Rolando González Valdés plantea revisar el fondo histórico de la violencia en Sinaloa
Durante la sesión de conclusiones del seminario del CEPOC, el académico señaló que la realidad contemporánea del estado solo puede entenderse a partir de rupturas históricas acumuladas que han marcado la cohesión social y las prácticas colectivas en la región
Dheyna Brito / El Sol de Sinaloa
Sinaloa, un pueblo marcado por ciclos de violencia
El académico señaló que estos procesos tampoco lograron consolidar ciclos sociales estables. Con la secularización de las tierras misionales, muchas comunidades indígenas quedaron expuestas al control de colonos y actividades mineras, lo que debilitó su estructura social.
El siglo XX trajo transformaciones profundas. González Valdés explicó que la economía estatal transitó de la minería y el comercio hacia el modelo agroexportador, impulsado por la expansión de la agricultura, la construcción de presas y el crecimiento de los valles agrícolas.
“Aquí ocurre un crecimiento acelerado de la población urbana y un deslizamiento poblacional hacia los valles agrícolas y las ciudades”, explicó.
A estos movimientos poblacionales se sumaron distintos episodios de desplazamiento. El académico mencionó los generados por la construcción de infraestructura agrícola, la Operación Cóndor en los años setenta y, más recientemente, los provocados por la violencia en regiones serranas.
Para González Valdés, estos cambios económicos, demográficos y sociales crearon condiciones que favorecieron el crecimiento de prácticas transgresoras y de violencia en la región.
El investigador también mencionó transformaciones culturales que acompañaron estos procesos. Como ejemplo, señaló el cambio en las narrativas de los corridos, que pasaron de relatar historias rurales o pasionales a exaltar el poder y la violencia asociada al crimen organizado.

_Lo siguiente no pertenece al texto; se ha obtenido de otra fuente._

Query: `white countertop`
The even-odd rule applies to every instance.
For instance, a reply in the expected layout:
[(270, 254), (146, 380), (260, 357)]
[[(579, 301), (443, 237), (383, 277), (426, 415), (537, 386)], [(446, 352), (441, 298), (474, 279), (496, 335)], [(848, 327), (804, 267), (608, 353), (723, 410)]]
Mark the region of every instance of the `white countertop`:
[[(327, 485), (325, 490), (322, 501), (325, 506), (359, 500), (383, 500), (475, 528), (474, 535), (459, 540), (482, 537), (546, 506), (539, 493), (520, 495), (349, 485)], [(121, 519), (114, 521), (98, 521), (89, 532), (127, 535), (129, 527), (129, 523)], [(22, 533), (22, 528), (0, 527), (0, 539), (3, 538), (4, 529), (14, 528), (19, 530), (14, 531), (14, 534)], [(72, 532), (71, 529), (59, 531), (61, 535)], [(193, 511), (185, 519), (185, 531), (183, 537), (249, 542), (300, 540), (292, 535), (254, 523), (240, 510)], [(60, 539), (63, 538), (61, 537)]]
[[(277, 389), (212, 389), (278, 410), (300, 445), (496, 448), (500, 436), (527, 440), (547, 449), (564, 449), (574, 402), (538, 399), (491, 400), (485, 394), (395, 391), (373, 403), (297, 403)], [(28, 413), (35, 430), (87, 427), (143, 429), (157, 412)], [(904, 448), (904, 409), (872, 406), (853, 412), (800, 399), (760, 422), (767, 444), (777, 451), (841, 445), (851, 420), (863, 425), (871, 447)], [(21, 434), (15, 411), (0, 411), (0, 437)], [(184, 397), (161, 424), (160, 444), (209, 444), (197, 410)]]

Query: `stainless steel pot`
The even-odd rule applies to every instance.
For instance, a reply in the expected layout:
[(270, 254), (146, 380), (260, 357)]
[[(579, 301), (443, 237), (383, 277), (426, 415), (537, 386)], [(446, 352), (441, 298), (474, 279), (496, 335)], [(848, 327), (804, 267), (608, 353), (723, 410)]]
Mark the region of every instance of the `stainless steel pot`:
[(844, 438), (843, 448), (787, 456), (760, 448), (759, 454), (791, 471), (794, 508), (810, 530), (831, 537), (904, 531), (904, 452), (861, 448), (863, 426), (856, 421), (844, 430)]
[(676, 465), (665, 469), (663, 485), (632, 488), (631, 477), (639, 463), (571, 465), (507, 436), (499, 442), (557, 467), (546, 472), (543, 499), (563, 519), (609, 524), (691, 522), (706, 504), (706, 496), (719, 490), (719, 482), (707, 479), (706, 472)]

En ese sentido, contrastó corridos tradicionales con producciones más recientes vinculadas a figuras del narcotráfico, lo que —dijo— refleja el tránsito de una cultura con referencias comunitarias hacia una lógica más instrumental.
Según explicó, la inflexión más reciente se ubica en la segunda mitad del siglo XX, cuando el modelo agroexportador y la expansión urbana modificaron profundamente la estructura social del estado sin traducirse en una mayor cohesión social.